Someone To Watch Over Me
Charles lies awake thinking on all that has happened; on all that has been said and unsaid, done and left undone. Thinking that Charlie Grigg has moved his things from his dingy one-bedroom flat into Alice's ultra-modern one; that they are making space for the baby that will come in a matter of months. He wonders how Grigg took the news; if he thrills at the prospect of becoming a father, of being tied down with a baby and Alice. Charles wonders how long it will last before Grigg tires of the domesticity of it all and runs away from it, leaves Alice alone for some bright young thing.
He looks to the woman lying next to him. Measures her curves, the lines of her body, counts the freckles on her skin. He thinks on last night and how she met him at the door; how her kiss burned through him like a wildfire burning down any doubt that she has missed his being with her. How she had said that she would not give him up without a fight; his Elsie, flashing with ferocious passion. His heart flutters when he remembers that she told him that she loves him. He knows her well enough to know that she would not have said it if she did not mean it. He thinks that he should have told her that he loves her. That he should have said the actual words but he hopes that she understands that he does love her. He has tried to show her, laid offerings at her feet, when words sometimes are merely words. After all, Alice told him that she loved him often enough and look at what she has done. No, he is determined to show Elsie that he loves her and the words themselves will come soon enough. Then they will carry weight behind them.
Elsie is awake, but does not move. She is staring, looking off into the distance, not really focused on anything, because she is caught up in her own wonderings, her own thoughts. Remembering how broken he was the night before. Remembering, how Alice broke tender stitches loose, the wound gaping open again, and the pain spilling out afresh. How the tears in his eyes when he told her that Alice had never really loved him, made hate flare through her for the first time in her life. She wonders how someone could be so cruel as to hurt such a good and kind man. She hopes that he does believe her when she told him that she loves him, hopes that he knows it isn't something said in the moment or to make him feel better. She thinks back to the tender way he loved her, the way he made her come alive, and she hopes that he knows how very much she loves him.
"Elsie," he asks. He is unsure if she is awake. He traces his finger across her shoulder, her neck, mesmerized by the graceful lines of her body. She lies with her back to him, they are close, but not touching, and he watches her lying still. Quiet.
"Mmmm," she answers.
"Why did you never marry Joe?" As he says it, he thinks it probably wrong to ask her this, now, as they are lying here together, exposed. But then again he feels always exposed to her, always laid bare before her, his heart and soul held within her gentle hands.
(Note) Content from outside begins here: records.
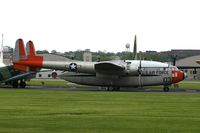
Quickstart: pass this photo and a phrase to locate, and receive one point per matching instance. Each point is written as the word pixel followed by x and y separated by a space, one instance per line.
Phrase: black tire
pixel 15 84
pixel 22 84
pixel 166 89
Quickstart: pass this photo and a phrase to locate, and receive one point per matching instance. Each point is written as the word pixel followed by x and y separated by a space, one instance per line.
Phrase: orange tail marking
pixel 32 62
pixel 22 52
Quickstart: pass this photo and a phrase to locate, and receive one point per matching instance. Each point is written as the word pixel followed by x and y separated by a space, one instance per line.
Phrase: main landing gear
pixel 166 89
pixel 16 84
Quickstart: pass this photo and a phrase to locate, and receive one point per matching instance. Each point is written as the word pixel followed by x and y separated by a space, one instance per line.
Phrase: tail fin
pixel 19 51
pixel 30 49
pixel 26 60
pixel 1 53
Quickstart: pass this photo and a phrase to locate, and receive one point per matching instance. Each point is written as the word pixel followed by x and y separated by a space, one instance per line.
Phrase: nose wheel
pixel 166 89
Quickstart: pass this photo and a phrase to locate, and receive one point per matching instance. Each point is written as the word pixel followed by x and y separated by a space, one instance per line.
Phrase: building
pixel 190 67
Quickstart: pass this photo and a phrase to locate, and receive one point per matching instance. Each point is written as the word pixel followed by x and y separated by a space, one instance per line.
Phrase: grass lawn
pixel 61 111
pixel 57 82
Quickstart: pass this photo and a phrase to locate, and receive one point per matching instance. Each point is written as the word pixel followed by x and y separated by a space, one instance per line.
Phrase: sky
pixel 102 25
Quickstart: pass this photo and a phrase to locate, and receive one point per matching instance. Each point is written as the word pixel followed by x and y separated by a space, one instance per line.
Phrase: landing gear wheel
pixel 22 84
pixel 108 88
pixel 166 89
pixel 15 84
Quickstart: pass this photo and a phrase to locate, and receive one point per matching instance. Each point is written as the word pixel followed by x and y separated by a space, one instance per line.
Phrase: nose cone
pixel 178 76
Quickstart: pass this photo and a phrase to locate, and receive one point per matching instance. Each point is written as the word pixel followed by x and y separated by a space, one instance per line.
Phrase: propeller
pixel 135 49
pixel 140 72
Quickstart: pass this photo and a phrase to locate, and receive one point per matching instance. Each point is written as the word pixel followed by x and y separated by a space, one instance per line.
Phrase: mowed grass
pixel 61 111
pixel 57 82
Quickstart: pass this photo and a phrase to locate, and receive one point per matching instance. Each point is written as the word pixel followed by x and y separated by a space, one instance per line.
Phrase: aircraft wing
pixel 22 76
pixel 109 68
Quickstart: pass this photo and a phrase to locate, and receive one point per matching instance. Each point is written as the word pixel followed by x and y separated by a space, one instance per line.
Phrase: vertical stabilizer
pixel 19 51
pixel 30 49
pixel 1 53
pixel 135 49
pixel 26 60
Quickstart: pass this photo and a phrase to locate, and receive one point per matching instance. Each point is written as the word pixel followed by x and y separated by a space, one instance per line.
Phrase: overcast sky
pixel 68 25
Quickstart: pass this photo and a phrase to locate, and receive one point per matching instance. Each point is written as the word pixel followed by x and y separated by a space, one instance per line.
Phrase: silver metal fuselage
pixel 131 73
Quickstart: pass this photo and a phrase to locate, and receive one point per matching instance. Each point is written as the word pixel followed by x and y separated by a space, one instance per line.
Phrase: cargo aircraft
pixel 10 76
pixel 111 74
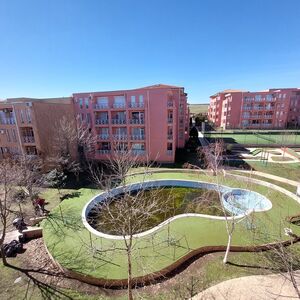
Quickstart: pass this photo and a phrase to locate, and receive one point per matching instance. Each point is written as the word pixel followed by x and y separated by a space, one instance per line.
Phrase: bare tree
pixel 133 213
pixel 9 179
pixel 213 158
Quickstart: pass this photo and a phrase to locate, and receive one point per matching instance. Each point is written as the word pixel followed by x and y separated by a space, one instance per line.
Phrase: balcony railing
pixel 138 152
pixel 28 139
pixel 118 121
pixel 119 105
pixel 136 105
pixel 101 121
pixel 121 137
pixel 7 121
pixel 103 151
pixel 136 121
pixel 103 136
pixel 101 106
pixel 137 137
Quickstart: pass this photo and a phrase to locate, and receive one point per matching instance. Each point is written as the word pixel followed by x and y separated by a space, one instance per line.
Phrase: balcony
pixel 101 121
pixel 136 137
pixel 101 106
pixel 103 151
pixel 103 136
pixel 120 137
pixel 28 139
pixel 138 152
pixel 119 105
pixel 118 121
pixel 7 121
pixel 136 105
pixel 137 121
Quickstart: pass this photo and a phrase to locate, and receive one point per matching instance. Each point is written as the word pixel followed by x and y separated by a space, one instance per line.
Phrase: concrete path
pixel 262 287
pixel 274 177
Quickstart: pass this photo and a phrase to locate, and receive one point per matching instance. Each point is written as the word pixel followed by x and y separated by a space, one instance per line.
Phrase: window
pixel 86 102
pixel 141 99
pixel 22 116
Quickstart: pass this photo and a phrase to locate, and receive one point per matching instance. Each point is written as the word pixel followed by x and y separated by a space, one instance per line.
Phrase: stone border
pixel 168 182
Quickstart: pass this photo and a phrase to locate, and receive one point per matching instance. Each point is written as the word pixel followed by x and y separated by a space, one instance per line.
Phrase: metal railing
pixel 101 106
pixel 136 105
pixel 137 137
pixel 119 105
pixel 28 139
pixel 103 136
pixel 7 121
pixel 120 137
pixel 101 121
pixel 136 121
pixel 118 121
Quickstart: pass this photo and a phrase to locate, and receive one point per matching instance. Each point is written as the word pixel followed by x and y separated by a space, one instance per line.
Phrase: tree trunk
pixel 227 249
pixel 129 277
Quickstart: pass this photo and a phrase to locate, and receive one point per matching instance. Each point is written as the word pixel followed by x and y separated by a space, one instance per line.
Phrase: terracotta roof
pixel 161 86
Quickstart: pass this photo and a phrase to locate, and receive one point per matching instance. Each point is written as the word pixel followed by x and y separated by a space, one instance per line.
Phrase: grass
pixel 198 108
pixel 255 138
pixel 69 241
pixel 286 186
pixel 289 171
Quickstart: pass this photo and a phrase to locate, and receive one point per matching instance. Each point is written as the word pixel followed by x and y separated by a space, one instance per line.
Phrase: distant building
pixel 29 126
pixel 271 109
pixel 151 121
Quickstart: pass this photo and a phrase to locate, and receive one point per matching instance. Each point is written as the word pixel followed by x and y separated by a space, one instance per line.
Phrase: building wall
pixel 273 109
pixel 162 107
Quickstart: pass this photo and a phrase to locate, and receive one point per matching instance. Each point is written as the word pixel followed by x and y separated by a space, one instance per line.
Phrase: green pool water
pixel 117 218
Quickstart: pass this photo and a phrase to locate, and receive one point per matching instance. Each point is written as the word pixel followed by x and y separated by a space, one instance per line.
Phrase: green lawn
pixel 256 138
pixel 289 171
pixel 70 243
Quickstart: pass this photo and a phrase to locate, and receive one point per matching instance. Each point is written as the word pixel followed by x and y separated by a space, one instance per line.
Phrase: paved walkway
pixel 274 177
pixel 262 287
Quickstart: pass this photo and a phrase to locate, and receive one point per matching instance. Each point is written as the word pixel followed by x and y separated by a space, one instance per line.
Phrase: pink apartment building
pixel 271 109
pixel 151 121
pixel 29 126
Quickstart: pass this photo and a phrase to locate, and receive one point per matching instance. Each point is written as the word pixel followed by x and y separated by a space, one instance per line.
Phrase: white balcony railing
pixel 119 105
pixel 103 151
pixel 118 121
pixel 136 121
pixel 101 121
pixel 103 136
pixel 119 137
pixel 137 137
pixel 138 152
pixel 136 105
pixel 101 106
pixel 28 139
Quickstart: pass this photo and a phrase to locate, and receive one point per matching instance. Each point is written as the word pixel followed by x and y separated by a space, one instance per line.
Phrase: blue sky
pixel 54 48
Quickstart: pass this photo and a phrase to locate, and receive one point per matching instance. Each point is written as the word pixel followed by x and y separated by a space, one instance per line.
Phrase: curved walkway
pixel 274 177
pixel 260 287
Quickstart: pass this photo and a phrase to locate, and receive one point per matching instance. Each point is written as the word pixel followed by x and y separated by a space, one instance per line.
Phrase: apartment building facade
pixel 271 109
pixel 152 121
pixel 29 126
She closes her eyes slowly, breathes out then in again before she opens them. She has wondered when he would ask this question and is surprised that he has not asked it sooner. She wonders if it is because he does not want to talk about the intimate details of his life with Alice. Or perhaps if he is afraid of her answer. She does not mind answering, wants him to know her reasoning, and hopes that it will set his mind at ease. She hopes that in giving up her secrets, he will give up his own and heal his wounds completely.
"A few years after I came to York, I met Joe and we dated a while. But then I had the chance to move to London. It meant a promotion and I didn't want to give it up."
She feels his fingers fall away from her shoulder, his hand softly drop to sheet between them. She hopes that she has not sounded like Alice; hopes that he does not think that she strung Joe along, used him to mark time. She turns to face him, traces from his brow to his jaw with her finger, his hand settles on her hip and she skims her hand along his arm.
"Charles, my father had no sons to carry on his name or his legacy. He wanted me to have a different life and he scrimped and saved to send me to university," she explains. "When he was dying he made me promise to finish my studies and get a firm footing for myself. To stand on my own two feet. I swore to him that I would. So I moved to London and Joe moved on. He married a nice woman but, it didn't work out. Four years ago he called on me again…"
"You began seeing one another…"
"Yes. He was in York and I was in London. We saw each other as often as we could but he wanted more," she reveals.
"And he proposed. But why you didn't accept."
"In many ways I wanted to accept. Beryl had met and married Bill and other friends were all paired off. But Joe wanted a wife to help him run the farm. Charles, I'm not that farm girl anymore and it wouldn't have been fair for us to pretend otherwise." She feels Charles's hand begin to massage her hip, slide around to the small of her back.
"Life has altered you, as it has altered me," he says quietly. He gently tugs her closer and her hand slips over his shoulder into the curve of his neck.
"You wanted to marry Alice," she says more than asks.
"At one point, so much I could taste it," he admits. He hopes that it doesn't hurt her to hear it said aloud but he knows that she must know this; that she is a clever woman, intuitive, and it would be wrong to lie to her.
"She hurt you deeply. I'm sorry for that."
"But that's all in the past now. She's marrying Grigg and I have you," he says, pulling her flush against him. Flesh and bone pressed together, hearts laid bare, he feels more exposed to her in this moment than he did last night when he made love to her. "Elsie, we are good together aren't we?" he asks as if he needs her to convince him.
She leans in rubs her nose against his and smiles, smoothes her hand across his cheek, and brushes the hair back over his ear before she kisses him softly. "More than good," she murmurs against his lips before she captures them again, passionately.
"I want to take you somewhere today. Somewhere I haven't been in a very long time," he says quietly over the rim of his teacup.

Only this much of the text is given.